It was a warm Saturday afternoon seemingly created for this poolside birthday party in Singapore. Upon arrival, I set down my gift, got my kids in the water and looked for the drinks. Families were laughing and catching up around me. I soon found myself up one cup and down any friends. I was the newbie standing there awkwardly amongst the tables, wondering who to talk to and what to do next. I must admit, part of the awkwardness came from the coolness of the crowd. This wasn’t some overly chichi gathering that I could get through by secretly mocking the pretentiousness. Quite the opposite. This was a group of people who seemed really interesting and potentially awesome to know. The hosts, Tom and Jenny, are Singaporeans with the sheen of global citizens and their friends seemed in much the same group.
All of this meant that I actually paused to think before I spoke in hopes that I might come up with something clever or at least not clumsy to say.
I eavesdropped on a nearby conversation for cues. Mercifully, the lead talker drew me in. I was soon regaled with all sorts of interesting information about Singapore for my upcoming move in June. She’d been there sixteen plus years and liked it better when it was smaller and quieter. She advised me to be aware of the culture’s five 5c’s: condo, car, country club, credit card, and cash. Some people would measure me with these, she warned, but there were plenty of others for whom they didn’t matter. She seemed like one of those people.
The conversation slowed just as the food was served. Children stampeded the grown-ups on the way to the buffet table, inhaled fries and broccoli as quickly as possible to get to the good stuff – cake. Then they were gone.
I found myself standing with my new acquaintance again, wanting to get to know her a bit better but in what way and how? The most basic expat question immediately came to mind – where are you from? But to someone who lived in Singapore for so long, that seemed not only irrelevant but uncool, like wearing cowboy boots into a swank NYC restaurant.
In fact, I’ve sort of come to hate being asked that question in Asia because to answer it, I have to provide so much explanation. I was born in Brooklyn, NY and that was my last port of call before leaving the States. But I really spent most of my childhood in Western Pennsylvania. I am of Indian descent, but don’t look that way. My appearance is more Egyptian… or even Latin if you squint. My looks can be so confusing to some people that they look visibly relieved when the mystery is solved. “My parents are from Punjab, an Indian state close to Pakistan,” I’ll say and watch their eyebrows relax. Why does it matter so much?
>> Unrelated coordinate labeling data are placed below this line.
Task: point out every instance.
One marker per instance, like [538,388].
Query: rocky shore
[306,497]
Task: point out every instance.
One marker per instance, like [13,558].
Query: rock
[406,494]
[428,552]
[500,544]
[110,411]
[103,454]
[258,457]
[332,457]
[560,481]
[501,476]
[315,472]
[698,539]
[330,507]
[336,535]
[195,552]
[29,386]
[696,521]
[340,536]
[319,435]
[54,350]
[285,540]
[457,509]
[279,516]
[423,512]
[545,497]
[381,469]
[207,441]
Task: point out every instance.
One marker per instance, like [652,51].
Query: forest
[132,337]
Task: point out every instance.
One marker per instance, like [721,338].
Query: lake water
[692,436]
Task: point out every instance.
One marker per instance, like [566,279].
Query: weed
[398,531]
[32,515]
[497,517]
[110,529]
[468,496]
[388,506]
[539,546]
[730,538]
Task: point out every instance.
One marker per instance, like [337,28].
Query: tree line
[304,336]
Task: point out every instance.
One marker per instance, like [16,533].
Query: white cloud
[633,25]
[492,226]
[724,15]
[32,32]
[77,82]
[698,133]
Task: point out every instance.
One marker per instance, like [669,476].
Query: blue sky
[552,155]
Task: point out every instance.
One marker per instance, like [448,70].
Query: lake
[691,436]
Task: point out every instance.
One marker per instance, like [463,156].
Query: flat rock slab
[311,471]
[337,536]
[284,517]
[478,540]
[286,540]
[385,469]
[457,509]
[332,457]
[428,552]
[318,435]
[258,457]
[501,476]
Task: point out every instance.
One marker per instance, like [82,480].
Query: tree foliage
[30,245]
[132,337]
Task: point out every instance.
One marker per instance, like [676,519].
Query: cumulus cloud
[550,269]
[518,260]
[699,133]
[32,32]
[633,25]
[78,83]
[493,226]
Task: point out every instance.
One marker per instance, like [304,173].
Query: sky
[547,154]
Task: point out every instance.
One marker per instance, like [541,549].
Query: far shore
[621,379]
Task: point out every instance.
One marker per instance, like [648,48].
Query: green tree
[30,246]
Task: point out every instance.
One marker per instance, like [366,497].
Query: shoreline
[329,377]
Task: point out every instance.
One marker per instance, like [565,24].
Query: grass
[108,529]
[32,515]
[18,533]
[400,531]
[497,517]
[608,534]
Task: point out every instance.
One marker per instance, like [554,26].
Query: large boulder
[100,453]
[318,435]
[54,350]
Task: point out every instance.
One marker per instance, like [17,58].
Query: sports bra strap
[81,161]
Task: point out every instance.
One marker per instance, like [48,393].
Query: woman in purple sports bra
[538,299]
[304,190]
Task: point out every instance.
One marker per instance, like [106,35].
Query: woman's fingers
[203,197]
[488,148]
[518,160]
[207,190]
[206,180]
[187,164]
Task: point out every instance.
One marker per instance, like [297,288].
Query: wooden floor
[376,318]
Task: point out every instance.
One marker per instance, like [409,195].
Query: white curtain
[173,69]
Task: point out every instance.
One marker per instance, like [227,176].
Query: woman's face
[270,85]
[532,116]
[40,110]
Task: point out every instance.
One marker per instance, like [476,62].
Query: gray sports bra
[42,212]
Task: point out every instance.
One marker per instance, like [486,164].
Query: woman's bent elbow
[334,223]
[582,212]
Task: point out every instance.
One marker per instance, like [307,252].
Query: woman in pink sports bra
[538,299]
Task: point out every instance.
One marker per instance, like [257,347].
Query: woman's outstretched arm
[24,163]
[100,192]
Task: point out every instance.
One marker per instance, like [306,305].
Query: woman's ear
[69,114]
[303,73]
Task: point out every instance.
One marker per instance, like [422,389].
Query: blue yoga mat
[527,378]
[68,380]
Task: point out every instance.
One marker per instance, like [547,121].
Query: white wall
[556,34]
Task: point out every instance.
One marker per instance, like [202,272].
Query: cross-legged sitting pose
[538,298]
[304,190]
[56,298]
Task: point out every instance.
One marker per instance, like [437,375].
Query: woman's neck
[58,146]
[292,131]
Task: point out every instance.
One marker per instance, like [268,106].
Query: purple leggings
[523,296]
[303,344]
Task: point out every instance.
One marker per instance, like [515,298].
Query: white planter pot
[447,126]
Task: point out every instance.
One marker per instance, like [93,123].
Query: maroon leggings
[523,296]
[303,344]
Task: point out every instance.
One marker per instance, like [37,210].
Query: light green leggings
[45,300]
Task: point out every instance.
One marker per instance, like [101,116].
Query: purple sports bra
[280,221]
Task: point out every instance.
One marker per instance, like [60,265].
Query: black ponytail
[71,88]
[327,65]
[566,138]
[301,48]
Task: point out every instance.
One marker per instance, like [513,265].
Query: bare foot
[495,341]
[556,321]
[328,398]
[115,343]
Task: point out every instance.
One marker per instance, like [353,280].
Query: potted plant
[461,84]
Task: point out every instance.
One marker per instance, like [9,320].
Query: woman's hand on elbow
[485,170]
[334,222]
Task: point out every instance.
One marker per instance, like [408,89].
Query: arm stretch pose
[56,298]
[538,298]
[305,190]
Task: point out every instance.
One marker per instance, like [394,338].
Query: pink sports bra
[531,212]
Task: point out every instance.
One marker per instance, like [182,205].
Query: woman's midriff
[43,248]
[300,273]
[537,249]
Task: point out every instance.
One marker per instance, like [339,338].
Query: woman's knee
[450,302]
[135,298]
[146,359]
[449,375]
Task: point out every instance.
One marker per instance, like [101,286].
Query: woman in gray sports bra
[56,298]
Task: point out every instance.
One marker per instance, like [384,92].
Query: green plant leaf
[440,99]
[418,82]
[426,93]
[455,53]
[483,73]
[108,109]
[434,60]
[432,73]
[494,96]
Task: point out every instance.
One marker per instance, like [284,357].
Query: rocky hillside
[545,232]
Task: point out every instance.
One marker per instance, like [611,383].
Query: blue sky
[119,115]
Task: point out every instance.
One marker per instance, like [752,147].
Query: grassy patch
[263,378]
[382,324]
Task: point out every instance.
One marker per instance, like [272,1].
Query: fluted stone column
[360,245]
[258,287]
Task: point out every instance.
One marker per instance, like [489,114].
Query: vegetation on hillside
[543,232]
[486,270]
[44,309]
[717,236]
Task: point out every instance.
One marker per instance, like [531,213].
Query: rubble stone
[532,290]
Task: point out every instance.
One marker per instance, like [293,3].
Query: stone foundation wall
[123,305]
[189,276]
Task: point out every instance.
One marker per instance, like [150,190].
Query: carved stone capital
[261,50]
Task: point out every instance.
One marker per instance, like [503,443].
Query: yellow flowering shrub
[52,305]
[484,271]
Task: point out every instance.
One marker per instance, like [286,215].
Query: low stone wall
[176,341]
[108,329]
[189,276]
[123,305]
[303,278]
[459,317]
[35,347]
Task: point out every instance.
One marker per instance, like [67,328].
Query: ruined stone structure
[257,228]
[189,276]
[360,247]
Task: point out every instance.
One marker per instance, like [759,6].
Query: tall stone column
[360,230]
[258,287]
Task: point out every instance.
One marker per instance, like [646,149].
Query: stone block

And yet, this was the exact same puzzle I was trying to piece together with the woman beside me. She looked sort of Caucasian but also something else. She spoke like she had ties to the US but also had an Asian-ness about her. God, did I ever want to just ask…. Where are you from?
According to a Ted Talk by Yale Professor and writer Paul Bloom, this compulsion is actually biologically normal. It’s in our human DNA to classify people by age, gender, race and even a series of other smaller categories – religion, political affiliation – because it allows our brain to do some quick and efficient calculations about what that person might value. In social contexts, this allows us to calibrate our jokes, conversation topics, and other interactions towards what we assume will interest this person. Often, Bloom says, we’re even right.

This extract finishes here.